Red Oak derives its name from Red Oak Creek which flows through the community and was noted for the red oaks on its banks. The first settlers arrived there in the 1850s. In 1865 it became the official county seat of Montgomery County and the courthouse which had been in the middle of the county seven miles northeast in Frankfort, Iowa was towed to the community during a snow storm. That courthouse remained in place until the current Montgomery County Courthouse was built in 1891. It is on the National Register of Historic Places.

In 1869 the community was officially founded when the Chicago, Burlington and Quincy Railroad (called the Burlington and Missouri River Railroad at the time) arrived. The community was named Red Oak Junction by the railroad on March 20, 1876. The junction was a line off the main Chicago to Council Bluffs, Iowa line that went to Nebraska City, Nebraska and on to Lincoln, Nebraska. The Junction name was dropped in 1901 although the community continues to celebrate its history each summer in Junction Days. In 1903 a depot was opened by the railroad. Preservation efforts for the depot have been enacted since 1993. Today it is the Restored Burlington Northern Depot and World War II Museum celebrating the community's disproportionate casualties during World War II and other wars, significant military heritage and community pride in service to country. The depot is one of eighteen places in Montgomery County on the National Register of Historic Places listings in Montgomery County, Iowa.

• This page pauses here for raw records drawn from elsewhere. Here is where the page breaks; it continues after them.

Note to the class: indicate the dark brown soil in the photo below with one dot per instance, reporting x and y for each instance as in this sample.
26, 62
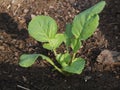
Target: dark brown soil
14, 41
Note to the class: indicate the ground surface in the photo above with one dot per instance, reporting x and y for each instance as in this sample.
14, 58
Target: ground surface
14, 41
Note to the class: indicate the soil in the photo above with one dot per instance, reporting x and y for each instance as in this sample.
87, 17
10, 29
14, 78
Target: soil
15, 40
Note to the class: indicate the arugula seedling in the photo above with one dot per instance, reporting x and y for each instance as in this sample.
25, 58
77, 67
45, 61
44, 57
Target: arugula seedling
44, 29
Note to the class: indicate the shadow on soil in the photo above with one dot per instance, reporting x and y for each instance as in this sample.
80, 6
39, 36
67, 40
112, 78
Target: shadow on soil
13, 77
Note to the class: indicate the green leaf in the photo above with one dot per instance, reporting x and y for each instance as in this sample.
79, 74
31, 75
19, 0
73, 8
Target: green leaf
75, 45
47, 59
87, 21
68, 35
26, 60
54, 43
63, 59
42, 28
76, 66
90, 27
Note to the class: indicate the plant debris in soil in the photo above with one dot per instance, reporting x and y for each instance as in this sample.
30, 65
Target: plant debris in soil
99, 74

Darwin R. Merritt, born in Red Oak on April 12, 1872, graduated third in his class from the United States Naval Academy in Annapolis, Maryland on July 1, 1897. On February 15, 1898, he perished in the explosion that sank the in the harbor of Havana, Cuba. His body was later recovered and interred in Evergreen Cemetery in Red Oak.

The community suffered, in a national per capita comparison, a disproportionate number of casualties in the Civil War and World War II.

In the American Civil War, the area provided more Union troops per capita than any other in the state. Company M (which also included residents from Montgomery County) had 160 casualties among its 250 members; 52 men were killed in action.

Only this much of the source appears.